Segundo dados da Receita Federal, quando analisadas as empresas abertas desde 2012, hoje a média de sobrevivência de uma empresa no setor é de 3,6 anos. Esse número era de 3,4 anos no começo de 2023.

Ou seja, em um ano, subiu quase 2 meses. Ainda é uma das médias mais baixas entre todos os setores: a liderança é a da agropecuária, com 4,9 anos, seguida pela indústria (4 anos), comércio (4 anos) e construção (também 4 anos).

Perfil dos Empreendedores e dos Empregados

Outro estudo da Abrasel se debruçou sobre cerca de 250 mil empreendimentos de alimentação fora do lar que têm sócios. E a análise mostra um perfil mais jovem e feminino de quem empreende no setor, na comparação com outras áreas da economia.

Quase metade (45%) de quem tem uma sociedade num bar ou restaurante está na faixa entre 21 e 40 anos, número maior que no comércio (37%), indústria (32%), construção (35%) e agropecuária (23%).

As mulheres também têm participação maior nas sociedades do setor do que em todos os outros segmentos.

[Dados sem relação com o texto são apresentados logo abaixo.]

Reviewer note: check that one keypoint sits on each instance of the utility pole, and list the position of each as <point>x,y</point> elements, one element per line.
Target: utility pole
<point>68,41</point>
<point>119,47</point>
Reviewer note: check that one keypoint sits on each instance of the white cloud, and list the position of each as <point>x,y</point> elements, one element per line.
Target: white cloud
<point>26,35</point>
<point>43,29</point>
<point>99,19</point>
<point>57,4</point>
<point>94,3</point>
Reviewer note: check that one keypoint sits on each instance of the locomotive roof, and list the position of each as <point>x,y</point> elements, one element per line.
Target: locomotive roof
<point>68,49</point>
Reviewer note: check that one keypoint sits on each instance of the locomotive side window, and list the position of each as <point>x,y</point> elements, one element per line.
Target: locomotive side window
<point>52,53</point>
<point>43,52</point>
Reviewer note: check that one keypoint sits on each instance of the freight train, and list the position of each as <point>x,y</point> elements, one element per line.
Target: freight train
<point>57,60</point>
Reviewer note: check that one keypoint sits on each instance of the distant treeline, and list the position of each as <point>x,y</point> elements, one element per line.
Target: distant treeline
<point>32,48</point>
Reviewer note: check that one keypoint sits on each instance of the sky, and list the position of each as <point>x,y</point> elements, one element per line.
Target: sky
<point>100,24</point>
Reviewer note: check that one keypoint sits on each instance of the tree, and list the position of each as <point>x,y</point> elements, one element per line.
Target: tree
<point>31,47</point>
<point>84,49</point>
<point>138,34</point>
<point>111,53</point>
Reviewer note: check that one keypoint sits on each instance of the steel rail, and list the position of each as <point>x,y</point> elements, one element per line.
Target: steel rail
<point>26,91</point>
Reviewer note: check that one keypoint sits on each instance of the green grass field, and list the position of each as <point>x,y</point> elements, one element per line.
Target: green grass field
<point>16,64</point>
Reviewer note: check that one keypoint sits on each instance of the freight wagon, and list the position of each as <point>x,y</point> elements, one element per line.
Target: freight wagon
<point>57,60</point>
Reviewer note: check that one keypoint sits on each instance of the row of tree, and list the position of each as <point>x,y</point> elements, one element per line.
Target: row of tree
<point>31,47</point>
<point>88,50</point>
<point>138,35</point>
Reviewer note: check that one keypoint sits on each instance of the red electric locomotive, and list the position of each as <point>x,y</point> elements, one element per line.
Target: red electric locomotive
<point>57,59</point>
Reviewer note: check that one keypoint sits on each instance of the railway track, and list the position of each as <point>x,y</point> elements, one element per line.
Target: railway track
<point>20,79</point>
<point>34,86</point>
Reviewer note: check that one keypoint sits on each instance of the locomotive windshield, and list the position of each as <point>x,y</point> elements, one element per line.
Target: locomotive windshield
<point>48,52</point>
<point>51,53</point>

Representam 38% de quem tem sociedade num bar e restaurante, contra 36% na agropecuária, 35% no comércio, 31% na indústria e 24% na construção civil.

Além do enorme contingente de empreendedores, o setor também se coloca como um dos maiores geradores de empregos no país, com quase 6 milhões de pessoas trabalhando (de modo formal ou informal) nos estabelecimentos, sem contar os empregos gerados em fornecedores e prestadores de serviços.

E o retrato também é de diversidade — hoje as mulheres são a maioria de quem trabalha em bares e restaurantes, com 52% de presença. Além disso, 61% são pretos ou pardos.

Os jovens também têm forte presença: 1 em cada 5 trabalhadores do setor tem hoje entre 20 e 29 anos. Apesar da juventude, a maioria apresenta boa qualificação. Entre os informais, quase metade (49%) tem ao menos o ensino médio completo, número que chega a 75% entre os trabalhadores formais.

Essas características fizeram com que o setor fosse reconhecido como essencial na reforma tributária, com desdobramentos nos próximos anos. O modo como o setor terá o tratamento diferenciado será estabelecido na regulamentação da reforma – com implementação entre 2026 e 2032.

As possibilidades incluem redução das alíquotas, mudanças na base de cálculo e nas regras de creditamento (o aproveitamento de crédito de impostos previsto na reforma). Mas, regulações à parte, o que importa é que a Constituição agora reconhece a importância e a essencialidade do setor.